Newey: Puncture likely cause of Senna crash

Red Bull designer Adrian Newey believes that a puncture was the most likely cause of the crash that killed Aryton Senna and that it nearly made him leave F1.

Newey was the man responsible for the design of the FW16 that Senna was driving on the fateful day at Imola when the Brazilian legend was killed in a single-car accident.

The Briton admits that the incident has a tremendous impact on him, so much so that he still is unable to watch footage of the accident.

"The little hair I had all fell out in the aftermath," Newey told The Guardian.

"So it changed me physically. It was dreadful. Both Patrick Head [Williams’ technical director] and myself separately asked ourselves whether we wanted to continue in racing. Did we want to be involved in a sport where people can die in something we've created? Secondly, was the accident caused by something that broke through poor or negligent design? And then the court case started."

Newey and Head were charged with manslaughter and the 52-year-old admits it nearly caused him to walk away from the sport.

"For the whole team it was incredibly difficult," he explained.

"I remember the day after the race was a bank holiday Monday and some of us came in to try and trawl though the data and work out what happened. They were dark weeks.

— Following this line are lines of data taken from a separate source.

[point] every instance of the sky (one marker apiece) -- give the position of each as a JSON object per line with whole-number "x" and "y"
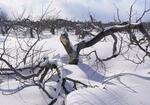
{"x": 102, "y": 10}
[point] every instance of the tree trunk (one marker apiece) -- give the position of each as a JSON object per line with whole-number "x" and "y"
{"x": 74, "y": 52}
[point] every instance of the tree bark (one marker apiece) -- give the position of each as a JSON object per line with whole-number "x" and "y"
{"x": 74, "y": 52}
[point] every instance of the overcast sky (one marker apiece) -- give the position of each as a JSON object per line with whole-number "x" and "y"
{"x": 103, "y": 10}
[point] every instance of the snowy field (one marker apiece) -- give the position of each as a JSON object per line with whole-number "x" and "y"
{"x": 121, "y": 83}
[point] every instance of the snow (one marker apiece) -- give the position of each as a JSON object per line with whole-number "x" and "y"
{"x": 123, "y": 83}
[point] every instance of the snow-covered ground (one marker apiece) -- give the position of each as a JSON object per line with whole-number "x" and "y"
{"x": 123, "y": 82}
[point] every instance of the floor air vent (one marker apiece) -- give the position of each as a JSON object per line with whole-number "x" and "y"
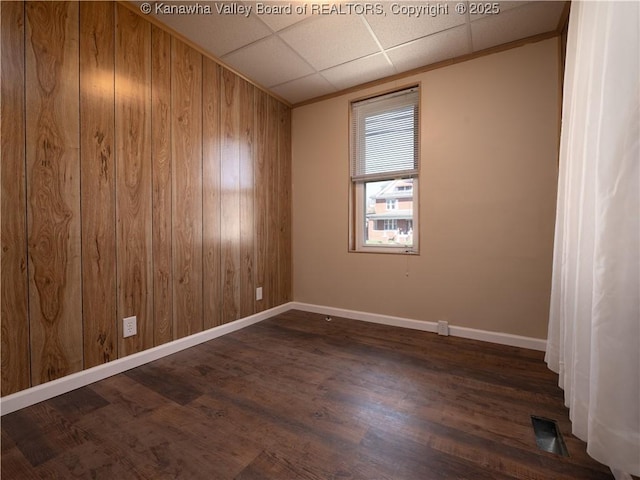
{"x": 548, "y": 436}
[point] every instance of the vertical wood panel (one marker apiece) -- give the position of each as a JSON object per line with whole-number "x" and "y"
{"x": 97, "y": 168}
{"x": 186, "y": 86}
{"x": 136, "y": 180}
{"x": 53, "y": 189}
{"x": 133, "y": 178}
{"x": 162, "y": 183}
{"x": 261, "y": 193}
{"x": 230, "y": 200}
{"x": 15, "y": 321}
{"x": 273, "y": 213}
{"x": 247, "y": 187}
{"x": 284, "y": 207}
{"x": 211, "y": 234}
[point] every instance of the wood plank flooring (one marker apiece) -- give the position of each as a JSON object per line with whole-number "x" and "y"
{"x": 300, "y": 397}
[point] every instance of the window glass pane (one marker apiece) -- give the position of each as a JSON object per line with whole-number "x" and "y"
{"x": 388, "y": 213}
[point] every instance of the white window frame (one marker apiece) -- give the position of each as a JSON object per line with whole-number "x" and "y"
{"x": 358, "y": 180}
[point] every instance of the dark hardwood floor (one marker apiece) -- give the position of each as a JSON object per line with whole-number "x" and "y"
{"x": 299, "y": 397}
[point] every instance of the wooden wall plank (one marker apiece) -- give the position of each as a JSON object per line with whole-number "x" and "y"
{"x": 284, "y": 207}
{"x": 247, "y": 188}
{"x": 14, "y": 303}
{"x": 133, "y": 178}
{"x": 211, "y": 234}
{"x": 261, "y": 206}
{"x": 230, "y": 197}
{"x": 273, "y": 214}
{"x": 53, "y": 189}
{"x": 97, "y": 169}
{"x": 186, "y": 88}
{"x": 137, "y": 179}
{"x": 162, "y": 185}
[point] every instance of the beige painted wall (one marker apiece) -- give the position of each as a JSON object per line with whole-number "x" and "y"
{"x": 487, "y": 199}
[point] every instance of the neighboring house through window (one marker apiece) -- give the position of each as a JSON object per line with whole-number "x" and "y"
{"x": 384, "y": 172}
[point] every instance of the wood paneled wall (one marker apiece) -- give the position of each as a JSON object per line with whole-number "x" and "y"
{"x": 138, "y": 178}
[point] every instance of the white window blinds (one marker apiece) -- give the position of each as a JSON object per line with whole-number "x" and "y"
{"x": 385, "y": 136}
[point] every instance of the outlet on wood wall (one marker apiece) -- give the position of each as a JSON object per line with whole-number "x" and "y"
{"x": 139, "y": 177}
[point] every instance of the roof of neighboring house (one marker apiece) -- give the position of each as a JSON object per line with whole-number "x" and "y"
{"x": 392, "y": 215}
{"x": 390, "y": 191}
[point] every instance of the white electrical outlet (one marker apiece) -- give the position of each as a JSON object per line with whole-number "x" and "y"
{"x": 443, "y": 327}
{"x": 129, "y": 327}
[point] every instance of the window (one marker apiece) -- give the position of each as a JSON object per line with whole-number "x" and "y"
{"x": 384, "y": 165}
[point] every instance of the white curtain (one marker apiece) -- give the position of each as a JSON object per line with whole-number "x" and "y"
{"x": 594, "y": 324}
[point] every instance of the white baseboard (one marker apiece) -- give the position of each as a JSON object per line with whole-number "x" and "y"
{"x": 45, "y": 391}
{"x": 464, "y": 332}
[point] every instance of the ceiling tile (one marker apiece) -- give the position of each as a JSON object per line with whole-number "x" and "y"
{"x": 432, "y": 49}
{"x": 521, "y": 22}
{"x": 269, "y": 62}
{"x": 396, "y": 28}
{"x": 304, "y": 88}
{"x": 277, "y": 19}
{"x": 216, "y": 33}
{"x": 504, "y": 6}
{"x": 359, "y": 71}
{"x": 330, "y": 40}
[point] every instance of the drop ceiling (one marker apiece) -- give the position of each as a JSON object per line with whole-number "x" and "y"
{"x": 327, "y": 47}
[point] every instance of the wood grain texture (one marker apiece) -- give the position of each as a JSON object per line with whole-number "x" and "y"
{"x": 136, "y": 180}
{"x": 297, "y": 397}
{"x": 53, "y": 169}
{"x": 97, "y": 169}
{"x": 247, "y": 189}
{"x": 262, "y": 194}
{"x": 133, "y": 178}
{"x": 230, "y": 196}
{"x": 14, "y": 302}
{"x": 162, "y": 186}
{"x": 186, "y": 87}
{"x": 285, "y": 271}
{"x": 273, "y": 214}
{"x": 211, "y": 232}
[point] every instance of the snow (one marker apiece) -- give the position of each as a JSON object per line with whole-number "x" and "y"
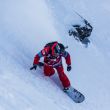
{"x": 25, "y": 27}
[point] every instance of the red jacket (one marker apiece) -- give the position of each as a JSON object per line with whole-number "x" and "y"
{"x": 49, "y": 60}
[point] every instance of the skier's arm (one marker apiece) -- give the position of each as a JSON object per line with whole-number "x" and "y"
{"x": 39, "y": 55}
{"x": 66, "y": 55}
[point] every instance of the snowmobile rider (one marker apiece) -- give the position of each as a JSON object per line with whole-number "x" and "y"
{"x": 53, "y": 53}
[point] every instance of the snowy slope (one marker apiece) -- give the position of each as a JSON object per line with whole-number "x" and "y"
{"x": 25, "y": 27}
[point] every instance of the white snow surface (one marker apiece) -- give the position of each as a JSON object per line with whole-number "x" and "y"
{"x": 25, "y": 27}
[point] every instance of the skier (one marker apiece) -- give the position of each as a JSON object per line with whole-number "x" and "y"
{"x": 53, "y": 53}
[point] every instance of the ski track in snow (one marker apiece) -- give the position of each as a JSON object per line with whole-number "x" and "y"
{"x": 25, "y": 27}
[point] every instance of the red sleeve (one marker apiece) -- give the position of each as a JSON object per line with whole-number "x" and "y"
{"x": 36, "y": 59}
{"x": 68, "y": 60}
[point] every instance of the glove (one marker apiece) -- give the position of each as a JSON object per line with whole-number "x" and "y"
{"x": 34, "y": 67}
{"x": 68, "y": 67}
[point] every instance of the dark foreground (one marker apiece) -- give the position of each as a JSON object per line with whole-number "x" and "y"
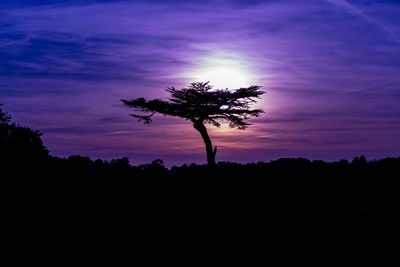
{"x": 277, "y": 203}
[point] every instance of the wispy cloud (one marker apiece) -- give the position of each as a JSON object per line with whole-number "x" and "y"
{"x": 357, "y": 11}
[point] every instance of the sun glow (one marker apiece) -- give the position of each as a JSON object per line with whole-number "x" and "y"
{"x": 223, "y": 71}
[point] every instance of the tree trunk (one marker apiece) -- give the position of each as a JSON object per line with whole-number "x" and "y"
{"x": 199, "y": 126}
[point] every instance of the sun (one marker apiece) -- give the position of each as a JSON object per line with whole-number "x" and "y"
{"x": 223, "y": 71}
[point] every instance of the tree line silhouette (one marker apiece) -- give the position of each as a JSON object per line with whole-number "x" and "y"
{"x": 281, "y": 188}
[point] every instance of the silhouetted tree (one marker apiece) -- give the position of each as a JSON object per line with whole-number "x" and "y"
{"x": 202, "y": 105}
{"x": 19, "y": 143}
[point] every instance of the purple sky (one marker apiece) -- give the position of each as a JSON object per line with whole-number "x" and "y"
{"x": 331, "y": 70}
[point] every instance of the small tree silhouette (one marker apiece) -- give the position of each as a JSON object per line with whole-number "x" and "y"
{"x": 202, "y": 105}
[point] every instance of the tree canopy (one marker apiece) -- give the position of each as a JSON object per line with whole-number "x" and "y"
{"x": 199, "y": 102}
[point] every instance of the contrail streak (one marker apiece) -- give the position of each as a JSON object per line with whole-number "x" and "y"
{"x": 356, "y": 11}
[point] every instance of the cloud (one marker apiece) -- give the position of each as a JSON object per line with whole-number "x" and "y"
{"x": 356, "y": 11}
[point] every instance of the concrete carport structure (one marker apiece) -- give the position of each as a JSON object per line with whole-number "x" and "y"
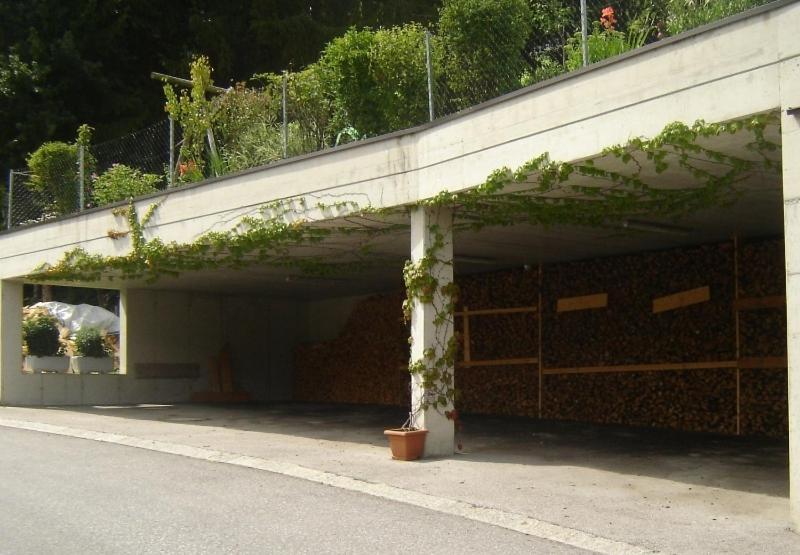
{"x": 745, "y": 66}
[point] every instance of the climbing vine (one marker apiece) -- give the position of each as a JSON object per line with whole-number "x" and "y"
{"x": 428, "y": 281}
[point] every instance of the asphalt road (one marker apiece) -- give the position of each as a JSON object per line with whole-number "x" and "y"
{"x": 67, "y": 495}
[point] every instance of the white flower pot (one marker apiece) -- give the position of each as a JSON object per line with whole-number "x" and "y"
{"x": 46, "y": 364}
{"x": 85, "y": 365}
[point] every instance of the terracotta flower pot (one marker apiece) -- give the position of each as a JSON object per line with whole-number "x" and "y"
{"x": 406, "y": 444}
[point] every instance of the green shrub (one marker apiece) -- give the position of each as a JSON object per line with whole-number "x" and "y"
{"x": 54, "y": 169}
{"x": 605, "y": 41}
{"x": 683, "y": 15}
{"x": 121, "y": 182}
{"x": 89, "y": 343}
{"x": 40, "y": 334}
{"x": 483, "y": 43}
{"x": 377, "y": 79}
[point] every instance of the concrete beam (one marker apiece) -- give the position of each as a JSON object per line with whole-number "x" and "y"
{"x": 573, "y": 117}
{"x": 790, "y": 138}
{"x": 425, "y": 333}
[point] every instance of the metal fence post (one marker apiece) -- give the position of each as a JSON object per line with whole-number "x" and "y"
{"x": 584, "y": 34}
{"x": 81, "y": 170}
{"x": 171, "y": 182}
{"x": 285, "y": 119}
{"x": 429, "y": 67}
{"x": 10, "y": 197}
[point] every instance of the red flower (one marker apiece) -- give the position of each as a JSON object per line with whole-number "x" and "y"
{"x": 607, "y": 19}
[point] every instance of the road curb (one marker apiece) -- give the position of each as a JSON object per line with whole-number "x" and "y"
{"x": 488, "y": 515}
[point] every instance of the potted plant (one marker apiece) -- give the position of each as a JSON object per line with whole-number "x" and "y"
{"x": 40, "y": 334}
{"x": 407, "y": 442}
{"x": 91, "y": 353}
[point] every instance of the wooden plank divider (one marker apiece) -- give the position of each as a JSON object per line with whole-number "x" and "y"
{"x": 492, "y": 311}
{"x": 682, "y": 299}
{"x": 498, "y": 362}
{"x": 751, "y": 363}
{"x": 758, "y": 303}
{"x": 584, "y": 302}
{"x": 643, "y": 367}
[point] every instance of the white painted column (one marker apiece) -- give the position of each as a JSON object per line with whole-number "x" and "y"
{"x": 10, "y": 338}
{"x": 441, "y": 434}
{"x": 790, "y": 141}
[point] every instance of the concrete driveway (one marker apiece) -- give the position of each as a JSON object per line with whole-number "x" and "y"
{"x": 661, "y": 491}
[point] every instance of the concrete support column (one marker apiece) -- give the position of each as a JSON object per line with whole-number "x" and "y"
{"x": 426, "y": 223}
{"x": 790, "y": 141}
{"x": 10, "y": 337}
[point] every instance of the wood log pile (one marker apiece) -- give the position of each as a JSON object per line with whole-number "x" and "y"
{"x": 764, "y": 402}
{"x": 686, "y": 400}
{"x": 366, "y": 364}
{"x": 627, "y": 331}
{"x": 505, "y": 390}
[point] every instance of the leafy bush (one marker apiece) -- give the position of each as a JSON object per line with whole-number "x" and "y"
{"x": 54, "y": 168}
{"x": 378, "y": 79}
{"x": 262, "y": 143}
{"x": 89, "y": 343}
{"x": 121, "y": 182}
{"x": 40, "y": 334}
{"x": 194, "y": 112}
{"x": 683, "y": 15}
{"x": 605, "y": 41}
{"x": 483, "y": 43}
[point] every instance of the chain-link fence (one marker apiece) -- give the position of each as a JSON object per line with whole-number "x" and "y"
{"x": 63, "y": 178}
{"x": 367, "y": 84}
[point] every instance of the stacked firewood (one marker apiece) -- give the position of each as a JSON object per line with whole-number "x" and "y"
{"x": 764, "y": 402}
{"x": 627, "y": 331}
{"x": 686, "y": 400}
{"x": 365, "y": 364}
{"x": 506, "y": 390}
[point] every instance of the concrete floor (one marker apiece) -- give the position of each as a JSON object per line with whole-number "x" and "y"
{"x": 665, "y": 491}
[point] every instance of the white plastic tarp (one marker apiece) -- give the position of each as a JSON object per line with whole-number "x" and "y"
{"x": 75, "y": 317}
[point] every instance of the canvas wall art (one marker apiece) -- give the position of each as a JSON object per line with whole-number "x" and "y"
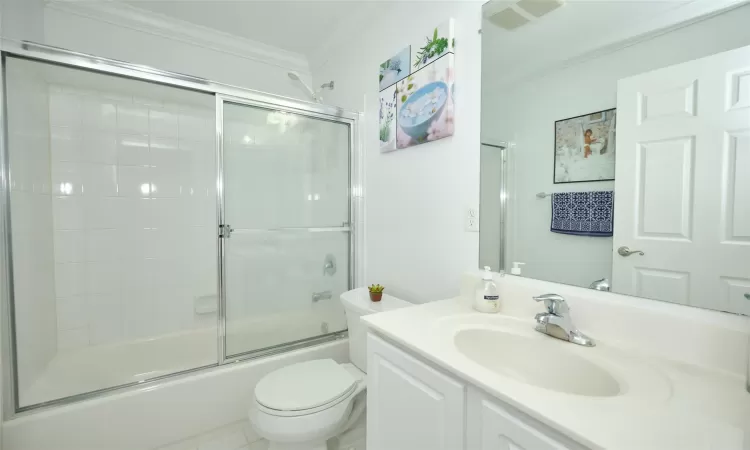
{"x": 416, "y": 99}
{"x": 585, "y": 148}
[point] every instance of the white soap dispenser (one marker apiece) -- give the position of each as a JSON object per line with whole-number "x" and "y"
{"x": 487, "y": 296}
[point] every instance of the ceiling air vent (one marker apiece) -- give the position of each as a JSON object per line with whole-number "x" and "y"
{"x": 508, "y": 18}
{"x": 513, "y": 15}
{"x": 538, "y": 8}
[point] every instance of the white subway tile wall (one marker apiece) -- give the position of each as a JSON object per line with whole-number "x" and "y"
{"x": 134, "y": 215}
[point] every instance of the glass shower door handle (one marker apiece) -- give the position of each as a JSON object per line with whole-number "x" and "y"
{"x": 225, "y": 231}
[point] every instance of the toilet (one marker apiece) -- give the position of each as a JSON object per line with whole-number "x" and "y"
{"x": 303, "y": 405}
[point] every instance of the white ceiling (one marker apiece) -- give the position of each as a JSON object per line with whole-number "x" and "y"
{"x": 577, "y": 29}
{"x": 293, "y": 25}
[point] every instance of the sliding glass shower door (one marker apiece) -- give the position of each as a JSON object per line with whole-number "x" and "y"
{"x": 285, "y": 225}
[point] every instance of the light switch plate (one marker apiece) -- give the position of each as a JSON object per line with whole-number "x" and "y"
{"x": 471, "y": 220}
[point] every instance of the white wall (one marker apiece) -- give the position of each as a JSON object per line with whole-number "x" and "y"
{"x": 525, "y": 113}
{"x": 136, "y": 36}
{"x": 415, "y": 243}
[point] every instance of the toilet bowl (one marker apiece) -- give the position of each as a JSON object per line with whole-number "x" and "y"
{"x": 303, "y": 405}
{"x": 290, "y": 418}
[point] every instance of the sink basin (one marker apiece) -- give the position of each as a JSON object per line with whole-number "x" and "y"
{"x": 536, "y": 361}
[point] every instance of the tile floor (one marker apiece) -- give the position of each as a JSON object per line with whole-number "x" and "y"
{"x": 239, "y": 436}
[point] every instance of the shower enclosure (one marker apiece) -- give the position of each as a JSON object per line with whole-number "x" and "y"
{"x": 156, "y": 224}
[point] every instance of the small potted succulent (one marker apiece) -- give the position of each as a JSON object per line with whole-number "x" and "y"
{"x": 376, "y": 292}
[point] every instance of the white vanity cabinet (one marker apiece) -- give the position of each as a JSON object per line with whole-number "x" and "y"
{"x": 413, "y": 406}
{"x": 410, "y": 405}
{"x": 491, "y": 425}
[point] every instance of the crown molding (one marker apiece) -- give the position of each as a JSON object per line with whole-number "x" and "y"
{"x": 128, "y": 16}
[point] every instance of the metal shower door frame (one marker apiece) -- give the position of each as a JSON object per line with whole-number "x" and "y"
{"x": 353, "y": 216}
{"x": 222, "y": 92}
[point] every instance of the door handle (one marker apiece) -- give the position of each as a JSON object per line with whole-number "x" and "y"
{"x": 625, "y": 251}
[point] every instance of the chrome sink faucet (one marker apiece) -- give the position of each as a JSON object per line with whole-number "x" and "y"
{"x": 556, "y": 321}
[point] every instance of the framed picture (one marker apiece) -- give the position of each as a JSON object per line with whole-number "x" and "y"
{"x": 417, "y": 90}
{"x": 585, "y": 148}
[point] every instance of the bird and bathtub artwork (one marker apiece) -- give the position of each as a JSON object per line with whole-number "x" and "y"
{"x": 416, "y": 91}
{"x": 585, "y": 148}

"The honest truth is that no one will ever know exactly what happened. There's no doubt the steering column failed and the big question was whether it failed in the accident or did it cause the accident? It had fatigue cracks and would have failed at some point. There is no question that its design was very poor. However, all the evidence suggests the car did not go off the track as a result of steering column failure.

After a forensic analysis, Newey believes that the rear of the car "stepped out", because, "the right rear tire probably picked up a puncture from debris on the track. If I was pushed into picking out a single most likely cause, that would be it."